Cette équipe de recherche est allées plus loin: elle annonce être parvenue à identifier le mécanisme par lequel la caféine affecte les cerveaux murins en construction. Il faut ici savoir que pendant le développement cérébral certaines cellules migrent vers les régions dans lesquelles elles sont destinées à fonctionner. C’est tout particulièrement vrai de certains neurones qui libèrent le GABA – un des principaux médiateurs chimiques du cerveau. Ces neurones migrent notamment vers l’hippocampe, une région cérébrale impliquée dans les processus de mémorisation.
Faire peur
Or les chercheurs observent que chez la souris la caféine va directement influencer la migration de ces neurones. Le principe actif du petit noir vas se fixer sur un récepteur particulier de ces neurones (dénommé A2AR). Ce faisant il ralentit leur vitesse de déplacement. On observe ici ce qu’il peut en être. «Ces cellules arrivent alors plus tard que prévu à l’endroit où elles étaient destinées à s’établir, expliquent les chercheurs. Ce retard de migration va se répercuter tout au long du développement et entrainer des effets néfastes sur le cerveau des souris à la naissance (excitabilité cellulaire et sensibilité aux crises d’épilepsie) et à l’âge adulte (perte de neurones et problèmes de mémoire).»

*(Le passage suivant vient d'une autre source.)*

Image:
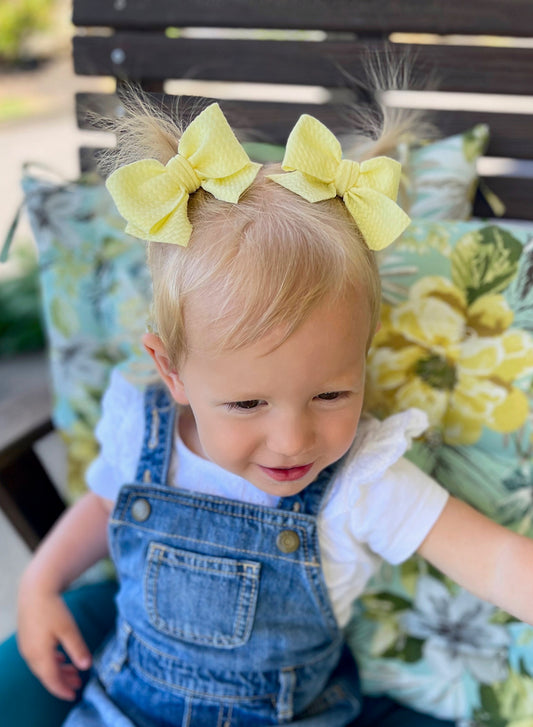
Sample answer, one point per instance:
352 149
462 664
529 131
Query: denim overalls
224 619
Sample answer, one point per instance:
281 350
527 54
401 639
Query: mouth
286 474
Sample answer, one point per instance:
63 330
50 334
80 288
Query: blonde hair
261 264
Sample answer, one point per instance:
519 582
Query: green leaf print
485 261
408 649
64 318
489 711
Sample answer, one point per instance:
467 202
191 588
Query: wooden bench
315 51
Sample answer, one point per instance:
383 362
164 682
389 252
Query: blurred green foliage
18 20
21 327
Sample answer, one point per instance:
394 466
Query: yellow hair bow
313 158
153 197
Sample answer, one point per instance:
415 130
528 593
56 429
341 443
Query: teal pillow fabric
441 178
457 341
96 297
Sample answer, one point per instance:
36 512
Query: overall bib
224 618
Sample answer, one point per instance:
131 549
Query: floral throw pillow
440 179
457 341
96 293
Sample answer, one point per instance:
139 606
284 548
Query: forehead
212 327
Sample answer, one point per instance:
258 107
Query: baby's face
277 416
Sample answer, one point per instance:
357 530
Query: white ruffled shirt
380 505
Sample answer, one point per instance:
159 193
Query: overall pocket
200 599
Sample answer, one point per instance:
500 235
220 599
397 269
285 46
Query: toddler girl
245 496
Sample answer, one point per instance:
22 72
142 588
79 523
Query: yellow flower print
458 362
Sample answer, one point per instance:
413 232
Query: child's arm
487 559
76 542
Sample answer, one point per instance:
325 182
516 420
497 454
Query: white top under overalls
380 505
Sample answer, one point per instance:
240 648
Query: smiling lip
286 474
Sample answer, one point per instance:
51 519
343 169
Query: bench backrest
154 42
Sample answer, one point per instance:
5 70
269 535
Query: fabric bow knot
316 171
153 197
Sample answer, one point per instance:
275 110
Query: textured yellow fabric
153 197
317 172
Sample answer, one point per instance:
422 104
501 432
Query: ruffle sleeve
379 504
119 434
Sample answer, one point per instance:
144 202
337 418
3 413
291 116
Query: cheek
341 433
224 440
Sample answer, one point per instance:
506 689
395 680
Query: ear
154 345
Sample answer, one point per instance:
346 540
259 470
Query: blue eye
331 395
245 405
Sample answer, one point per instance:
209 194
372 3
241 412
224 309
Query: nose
291 434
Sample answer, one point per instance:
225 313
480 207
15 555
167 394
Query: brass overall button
288 541
140 510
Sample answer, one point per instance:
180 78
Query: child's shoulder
387 440
379 446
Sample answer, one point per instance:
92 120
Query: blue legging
24 702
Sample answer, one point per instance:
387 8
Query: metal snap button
140 510
288 541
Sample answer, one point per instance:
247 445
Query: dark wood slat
492 17
28 497
24 418
511 134
516 193
151 56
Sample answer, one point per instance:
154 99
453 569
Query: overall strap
310 499
158 438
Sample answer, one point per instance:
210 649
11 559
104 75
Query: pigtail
380 129
143 131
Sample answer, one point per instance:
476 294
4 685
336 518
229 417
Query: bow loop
183 173
153 197
346 176
316 172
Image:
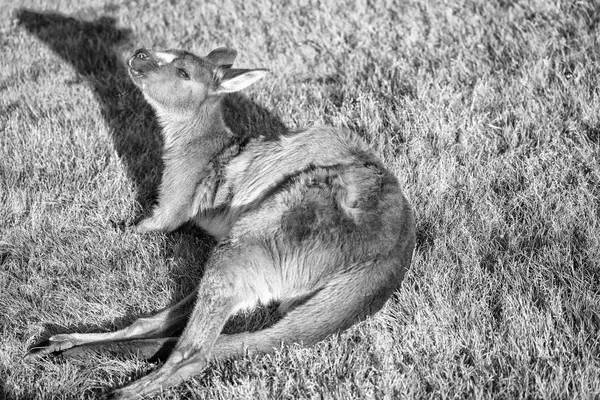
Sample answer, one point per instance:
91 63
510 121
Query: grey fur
311 215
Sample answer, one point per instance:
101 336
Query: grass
488 111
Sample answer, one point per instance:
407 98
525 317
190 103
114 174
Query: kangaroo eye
182 73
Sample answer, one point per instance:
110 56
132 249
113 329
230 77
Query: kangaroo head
179 82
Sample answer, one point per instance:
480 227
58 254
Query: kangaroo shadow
93 49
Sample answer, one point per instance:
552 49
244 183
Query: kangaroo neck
200 131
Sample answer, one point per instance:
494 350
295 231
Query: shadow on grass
92 47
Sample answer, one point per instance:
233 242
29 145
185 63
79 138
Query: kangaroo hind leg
343 302
164 324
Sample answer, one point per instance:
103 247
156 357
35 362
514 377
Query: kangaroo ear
223 57
233 80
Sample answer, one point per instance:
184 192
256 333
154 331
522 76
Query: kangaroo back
310 220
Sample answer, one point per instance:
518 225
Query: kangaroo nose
142 54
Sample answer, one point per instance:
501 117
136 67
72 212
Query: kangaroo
309 219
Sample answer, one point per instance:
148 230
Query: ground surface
488 111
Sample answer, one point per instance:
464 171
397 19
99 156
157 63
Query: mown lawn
488 111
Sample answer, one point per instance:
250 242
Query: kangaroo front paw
146 225
55 344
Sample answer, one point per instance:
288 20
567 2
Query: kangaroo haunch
310 219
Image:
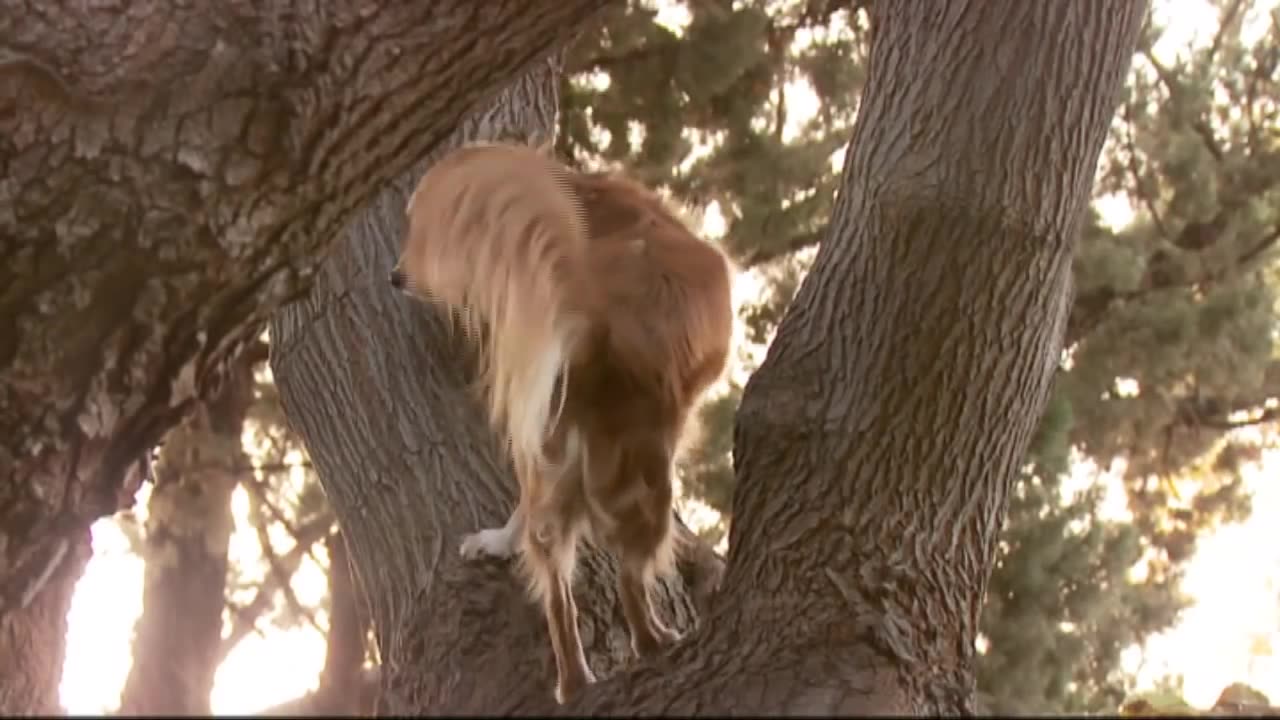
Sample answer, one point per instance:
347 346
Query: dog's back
607 318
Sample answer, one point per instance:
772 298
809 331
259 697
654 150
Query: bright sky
1234 577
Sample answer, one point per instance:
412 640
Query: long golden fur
604 320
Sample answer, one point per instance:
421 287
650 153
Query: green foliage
1171 342
645 96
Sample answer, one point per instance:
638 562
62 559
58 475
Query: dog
604 322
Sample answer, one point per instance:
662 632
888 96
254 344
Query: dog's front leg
494 542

Et maintenant? Les chercheurs suggèrent de développer dans l’espèce humaine des études longitudinales pour évaluer, à court et surtout à long terme, les conséquences de la caféine chez les nouveau-nés. Ces études devraient porter sur les nouveau-nés exposés à la caféine pendant la grossesse et/ou pendant l’allaitement. Elles devraient également porter sur les nouveau-nés qui, victimes de «l’apnée du nourrisson» ont été traité avec du de citrate de caféine.

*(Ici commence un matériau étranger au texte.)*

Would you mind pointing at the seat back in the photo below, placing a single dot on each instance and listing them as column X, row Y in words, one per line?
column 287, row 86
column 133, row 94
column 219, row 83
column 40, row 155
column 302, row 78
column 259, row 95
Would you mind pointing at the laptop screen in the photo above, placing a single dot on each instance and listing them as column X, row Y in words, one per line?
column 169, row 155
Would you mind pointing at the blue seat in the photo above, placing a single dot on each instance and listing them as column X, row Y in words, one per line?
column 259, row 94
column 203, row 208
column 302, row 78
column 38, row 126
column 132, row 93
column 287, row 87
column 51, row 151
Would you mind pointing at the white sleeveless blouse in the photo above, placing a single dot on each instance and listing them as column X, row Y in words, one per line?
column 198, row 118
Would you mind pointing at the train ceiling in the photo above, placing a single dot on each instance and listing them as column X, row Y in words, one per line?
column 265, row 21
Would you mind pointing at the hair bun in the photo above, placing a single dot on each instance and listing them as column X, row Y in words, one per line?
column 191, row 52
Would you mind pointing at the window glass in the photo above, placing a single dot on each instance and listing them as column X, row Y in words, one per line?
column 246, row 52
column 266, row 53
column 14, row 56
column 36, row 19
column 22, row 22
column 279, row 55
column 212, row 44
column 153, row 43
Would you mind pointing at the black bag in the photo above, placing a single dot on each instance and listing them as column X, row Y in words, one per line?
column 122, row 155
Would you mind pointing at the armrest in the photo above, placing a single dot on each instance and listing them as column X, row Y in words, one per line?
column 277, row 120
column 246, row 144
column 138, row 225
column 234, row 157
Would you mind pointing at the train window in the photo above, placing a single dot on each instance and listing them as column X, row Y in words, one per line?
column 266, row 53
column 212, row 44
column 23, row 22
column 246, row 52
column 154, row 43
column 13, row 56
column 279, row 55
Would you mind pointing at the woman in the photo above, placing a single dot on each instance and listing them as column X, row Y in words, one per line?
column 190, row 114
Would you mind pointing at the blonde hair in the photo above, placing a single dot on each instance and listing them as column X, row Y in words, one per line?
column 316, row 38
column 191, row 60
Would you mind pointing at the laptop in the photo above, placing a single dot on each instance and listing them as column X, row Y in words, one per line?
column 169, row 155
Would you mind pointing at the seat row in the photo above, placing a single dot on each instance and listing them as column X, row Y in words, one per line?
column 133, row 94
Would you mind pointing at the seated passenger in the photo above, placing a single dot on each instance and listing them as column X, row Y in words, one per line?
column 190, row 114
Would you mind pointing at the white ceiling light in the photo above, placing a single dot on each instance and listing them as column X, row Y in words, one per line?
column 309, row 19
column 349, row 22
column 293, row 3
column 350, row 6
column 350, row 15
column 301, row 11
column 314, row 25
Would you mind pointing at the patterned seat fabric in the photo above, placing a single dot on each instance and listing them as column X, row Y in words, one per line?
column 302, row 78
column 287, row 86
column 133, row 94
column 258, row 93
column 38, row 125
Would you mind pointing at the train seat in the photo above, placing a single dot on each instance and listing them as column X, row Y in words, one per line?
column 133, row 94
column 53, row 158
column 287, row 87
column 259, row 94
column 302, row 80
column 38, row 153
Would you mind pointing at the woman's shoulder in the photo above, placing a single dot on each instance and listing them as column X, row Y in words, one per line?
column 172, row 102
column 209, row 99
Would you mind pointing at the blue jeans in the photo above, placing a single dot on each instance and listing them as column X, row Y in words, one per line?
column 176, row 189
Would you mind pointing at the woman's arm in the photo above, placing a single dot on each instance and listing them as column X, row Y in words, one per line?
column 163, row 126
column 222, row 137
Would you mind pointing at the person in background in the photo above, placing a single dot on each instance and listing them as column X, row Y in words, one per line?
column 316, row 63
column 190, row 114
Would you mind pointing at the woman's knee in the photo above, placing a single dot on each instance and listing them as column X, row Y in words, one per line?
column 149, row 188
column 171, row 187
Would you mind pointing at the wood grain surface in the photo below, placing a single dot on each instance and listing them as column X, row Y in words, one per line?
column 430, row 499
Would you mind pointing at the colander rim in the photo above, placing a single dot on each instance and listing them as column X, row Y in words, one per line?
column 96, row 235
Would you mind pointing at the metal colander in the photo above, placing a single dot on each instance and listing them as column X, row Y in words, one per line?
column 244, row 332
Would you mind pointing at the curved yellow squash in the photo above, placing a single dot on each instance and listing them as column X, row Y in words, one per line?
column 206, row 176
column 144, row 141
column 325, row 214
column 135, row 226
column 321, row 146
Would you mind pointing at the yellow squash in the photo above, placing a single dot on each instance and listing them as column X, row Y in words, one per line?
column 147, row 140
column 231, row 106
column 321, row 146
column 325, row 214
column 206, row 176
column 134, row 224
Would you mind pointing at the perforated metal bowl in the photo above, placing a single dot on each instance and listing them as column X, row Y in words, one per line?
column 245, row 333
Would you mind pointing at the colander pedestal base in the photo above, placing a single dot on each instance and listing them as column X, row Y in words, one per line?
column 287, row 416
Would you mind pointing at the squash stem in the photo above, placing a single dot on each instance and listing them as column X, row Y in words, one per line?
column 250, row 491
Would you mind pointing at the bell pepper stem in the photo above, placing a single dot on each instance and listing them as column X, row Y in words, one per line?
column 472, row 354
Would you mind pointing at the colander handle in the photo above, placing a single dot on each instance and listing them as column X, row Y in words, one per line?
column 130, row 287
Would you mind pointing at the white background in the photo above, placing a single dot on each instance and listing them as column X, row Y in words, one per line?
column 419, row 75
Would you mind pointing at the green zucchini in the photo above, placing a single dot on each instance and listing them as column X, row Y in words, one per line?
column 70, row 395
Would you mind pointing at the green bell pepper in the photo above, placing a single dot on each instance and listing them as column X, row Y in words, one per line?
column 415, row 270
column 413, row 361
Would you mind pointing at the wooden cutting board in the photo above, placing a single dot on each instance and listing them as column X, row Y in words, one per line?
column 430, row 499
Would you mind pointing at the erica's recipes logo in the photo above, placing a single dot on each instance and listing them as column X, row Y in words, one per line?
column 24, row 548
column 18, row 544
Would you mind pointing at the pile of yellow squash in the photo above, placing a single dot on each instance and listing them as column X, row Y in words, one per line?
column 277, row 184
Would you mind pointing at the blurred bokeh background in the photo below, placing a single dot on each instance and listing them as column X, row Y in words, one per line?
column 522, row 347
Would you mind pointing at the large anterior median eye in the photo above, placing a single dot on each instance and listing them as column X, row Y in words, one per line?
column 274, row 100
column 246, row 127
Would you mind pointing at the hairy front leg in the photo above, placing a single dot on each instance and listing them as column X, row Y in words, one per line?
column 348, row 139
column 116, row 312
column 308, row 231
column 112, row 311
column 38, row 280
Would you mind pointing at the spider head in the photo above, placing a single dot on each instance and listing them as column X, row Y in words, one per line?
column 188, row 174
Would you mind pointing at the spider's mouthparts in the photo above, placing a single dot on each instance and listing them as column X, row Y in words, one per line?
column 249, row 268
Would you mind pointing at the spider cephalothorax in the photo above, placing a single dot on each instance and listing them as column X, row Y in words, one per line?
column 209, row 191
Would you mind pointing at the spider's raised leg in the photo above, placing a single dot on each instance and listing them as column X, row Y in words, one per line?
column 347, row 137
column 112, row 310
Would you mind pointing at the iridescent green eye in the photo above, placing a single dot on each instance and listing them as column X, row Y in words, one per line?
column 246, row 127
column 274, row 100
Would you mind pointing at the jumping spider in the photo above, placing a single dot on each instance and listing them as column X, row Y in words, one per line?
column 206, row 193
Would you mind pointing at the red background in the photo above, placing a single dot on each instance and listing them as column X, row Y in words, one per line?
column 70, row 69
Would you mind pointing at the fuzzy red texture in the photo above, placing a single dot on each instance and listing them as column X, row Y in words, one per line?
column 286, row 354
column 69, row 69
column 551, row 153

«L’ensemble de ces données permettraient aux cliniciens d’affiner les recommandations élaborées à l’intention des femmes enceintes» estime Christophe Bernard. Ce chercheur fait valoir être le premier à démontrer l’existence d’effets néfastes de l’exposition à la caféine sur le cerveau en développement. Dans le même temps il se garde d’aller trop loin: «Ces résultats posent la question de la consommation de café chez la femme enceinte mais il est nécessaire de rappeler la difficulté, liée à l’utilisation de modèles animaux, d’extrapoler ces résultats à la population humaine sans prendre en compte les différences de développement et de maturation entre les espèces.»
En clair cette étude ne démontre que la nocivité de la consommation de caféine par des souris gestantes et/ou allaitantes. Fallait-il la mener? Anticipant ces résultats les recommandations officielles le Programme national nutrition santé (PNNS) français recommande aux femmes enceintes de «modérer la caféine» et de ne pas dépasser «trois tasses de café par jour». Faut-il passer à deux? Aujourd’hui les chiffres officiels établissent qu’en France une femme enceinte sur quatre fume du tabac. Relayée par le PNNS la toxicité de ce dernier ne fait ici aucun doute: «fausses couches, morts fœtales in utero, complications placentaires, prématurité et retard de croissance intra-utérine, diminution de la fertilité et augmentation des risques de grossesses extra-utérines».